I did not think that anything could trump Christophe’s artifacts, but there was. We came on a very good day, when scores of school children from kindergarten to teenagers were being taken on tours by the museum staff. It was heartening to hear the history of Haiti being told to them, see the interest on their faces and then hear the students repeat the important facts. Armed with their history, these students surely know where they, and Haiti, come from. Hmm, in Grenada, our students should be so fortunate.
The museum is structured so that after viewing the historical bits, visitors are ushered into the art gallery where there is an exhibition of Haitian art, about 30 paintings in various techniques, spanning several years. As cameras (or guns) were not allowed, I lingered as long as I dared, trying to commit as many as possible to memory. Dukernst Biamby, conservation painter and one of the curators, gifted us a catalogue of that show. I’ll scan a few pages for a future post.
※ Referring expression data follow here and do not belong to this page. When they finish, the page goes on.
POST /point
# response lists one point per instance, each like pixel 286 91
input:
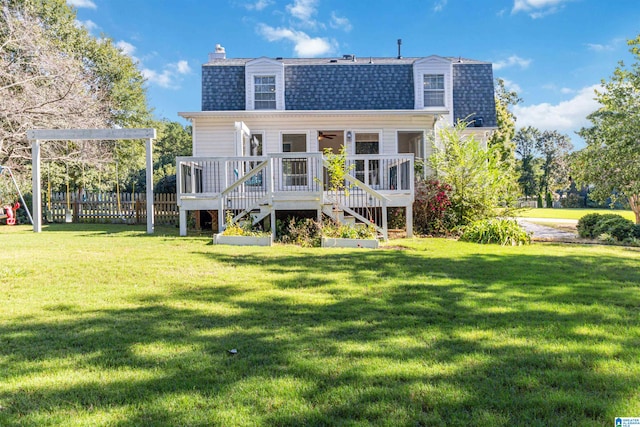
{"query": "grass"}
pixel 108 326
pixel 571 213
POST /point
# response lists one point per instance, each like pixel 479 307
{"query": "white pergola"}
pixel 37 136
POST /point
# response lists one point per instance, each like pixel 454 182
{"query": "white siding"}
pixel 264 67
pixel 214 136
pixel 434 65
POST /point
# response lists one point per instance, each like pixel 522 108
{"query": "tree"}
pixel 173 140
pixel 612 155
pixel 479 180
pixel 525 142
pixel 53 74
pixel 554 149
pixel 502 138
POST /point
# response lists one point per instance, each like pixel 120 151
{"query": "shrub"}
pixel 396 217
pixel 501 231
pixel 572 201
pixel 345 231
pixel 548 200
pixel 244 228
pixel 432 212
pixel 305 232
pixel 615 227
pixel 618 227
pixel 587 225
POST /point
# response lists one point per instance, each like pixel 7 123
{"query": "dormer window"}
pixel 265 92
pixel 264 85
pixel 434 90
pixel 433 84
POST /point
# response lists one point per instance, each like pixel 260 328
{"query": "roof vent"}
pixel 219 53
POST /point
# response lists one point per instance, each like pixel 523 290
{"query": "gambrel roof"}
pixel 350 83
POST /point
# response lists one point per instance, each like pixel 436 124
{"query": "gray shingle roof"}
pixel 345 84
pixel 336 61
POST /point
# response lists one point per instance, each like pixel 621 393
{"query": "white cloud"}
pixel 439 5
pixel 89 25
pixel 513 60
pixel 126 48
pixel 511 86
pixel 183 67
pixel 566 117
pixel 163 79
pixel 89 4
pixel 538 8
pixel 258 5
pixel 168 78
pixel 304 45
pixel 611 46
pixel 339 22
pixel 303 9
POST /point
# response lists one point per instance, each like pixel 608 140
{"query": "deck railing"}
pixel 383 172
pixel 289 172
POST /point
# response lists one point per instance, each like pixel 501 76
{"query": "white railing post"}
pixel 36 203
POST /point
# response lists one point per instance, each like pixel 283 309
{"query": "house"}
pixel 258 142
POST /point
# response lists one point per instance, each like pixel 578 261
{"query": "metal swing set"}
pixel 8 211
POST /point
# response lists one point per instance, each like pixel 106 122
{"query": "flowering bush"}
pixel 432 213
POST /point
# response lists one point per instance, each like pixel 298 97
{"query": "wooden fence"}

The bus drive back to Petion Ville was just as noisy, somewhat dusty, but not as exciting. We dropped off on the corner before the hotel, and, as before, stepped right into a slew of vendors. This time the wares offered for sale were medicines. The pharmacist in my blood surfaced, and I went poking around in his ‘shop,’ discovering 4 types of antibiotics, and at least as many cough and cold remedies, sleeping aids and pain relievers neatly packed in between unguents, lozenges and condoms. The majority of the offerings were from a pharmaceutical house in India. He was not the first I saw on this trip; others drouged pharmaceutical monuments up to 6 feet tall and good 20 inches across. I wondered how the handful of bricks and mortar pharmacies could stay in business if these mobile drugstores were plying their trade on the sidewalks.
They probably manage somehow, and as my brother often says, ‘everyone has to eat a food.’ In a country of 12 million souls, there are many, many mouths to feed.
Tomorrow, I’ll go look for the National Museum of Art or maybe just visit some nearby galleries. With art camp beginning in 2 days, I need to have Haiti under my skin to be able to fully benefit from this experience.